Olguları ya da olayları  açıklamaya çalışırken “kategorik anlatımlar”  anlatımlar maksadı aşabilir; “yalınlık”  adına “basitlik” çıkmazına girebiliriz. 

Bir ömrün “muhasebesini” yapar, ne kadar verimli yaşandığını  sorgularsak, “anlamak ve anlatmak” için yaşayanların “kalıcı”, günün küçük hazlarının peşinde koşanların ise  popüler gündemi ne denli işgal etmiş olurlarsa olsunlar “geçi” oldukların sayısız örneğini bir çırpıda alt alta sıralayabiliriz.

Evreni anlamak için, atomların ve süper şeritlerin bileşenlerini, bağlamlarını, etkileşimlerini, kararlılıklarını ve değişkenliklerini kavramaya çalışırız.

Hayatı anlamak için, hücrelerin karmaşasını ve moleküllerin oluşumunu inceleriz.

İnsan davranışlarını anlamak için, genlerin rolünü sorgular, epigenetik etkilerin ilke, kural ve yasalarını  bulmaya çalışırız.

İnançları anlamak için, mitolojinin peşine düşer, peygamberlerin izini sürer, ideolojilerin arka planını araştırırız.

Neden anlamak isteriz?

Anlamak isteriz, çünkü yaşadığımız  evren ve onun küçük bir parçası olan dünyamızda “karmaşıklık” geçerlidir. Atom ve atomaltı  parçacıklar ne kadar karmaşıksa, uzayın sonsuz büyüklüğünde yer alan galaksilerin  bağlantıları, iletişim ve etkileşimleri de o denli karmaşıktır…Hücreler ve moleküller dünyası da bir o kadar karmaşık yapıya ve etkiye sahiptir. İnançların karmaşıklığını anlamak için günlük dilde dolaşan peygamber sayılarını hatırlamak  yeterlidir.

Bu yıl Nobel Ödülleri’ni  alanların ortak özelliklerine  dikkat ediniz…Fizik, Kimya, Tıp ve Ekonomi alanında ödül alanların ortak özellikleri  “karmaşıklığın etkilerini”  anlayabilmemiz için yeni yol, yöntem ve formül arayışıdır.

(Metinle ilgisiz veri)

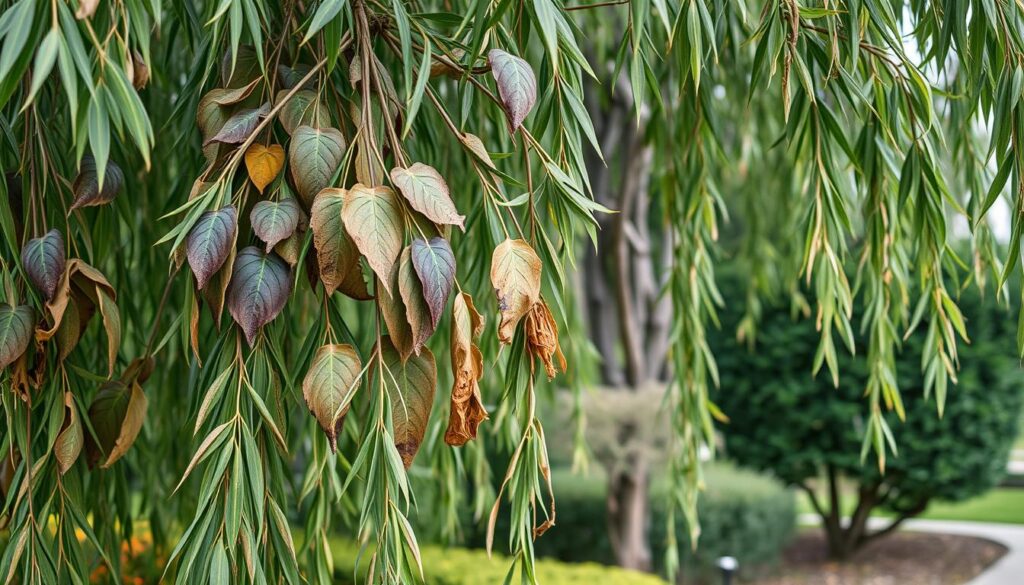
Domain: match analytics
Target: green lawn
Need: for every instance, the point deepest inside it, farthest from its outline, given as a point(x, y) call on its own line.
point(1000, 505)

Bilim ve teknoloji evrenin sırlarını çözdükçe, hücreler ve moleküllerin davranışları kavrandıkça, genlerin rolü ve epigenetik etkiler açığa çıktıkça, inanç sistemlerinin arka planları aydınlandıkça, yaşamın ne deni  karmaşık bir süreçten geçtiğini anlıyoruz.

Etkileşim halinde olduğumuz  canlı cansız varlıklar  karmaşık  örüntülerini anlamak, insan yaşamını  kolaylaştırmanın gerek şartıdır. Temel  amacımız, maddi ve kültürel zenginliğimizi artırarak  yaşamı  kolaylaştırmak ise, çevremizi   anlamak için yaşamının da ne denli önemli olduğunu kavrarız…

Eğer yaşama  “küçük bir değer katmak”  istiyorsak, karmaşıklığı anlayarak, aldatmayı önlemek için yaşam boyu  ne yaptığımızı  kendimize sormalıyız. 

Sıradan mı, sıradışı  mı yaşadık?  Anlamak ve anlatmak için ne yaptık? Bu soruların yanıtını aramadan  kendi zihinsel dünyamızı  inandırıyor; kendimizi önemsiyorsak, herkesin yaptığını farklı bir şey yapmış gibi kendimizi  inandırıyorsak, kendimizi avutabiliriz; ama asla hayatı kandıramayız!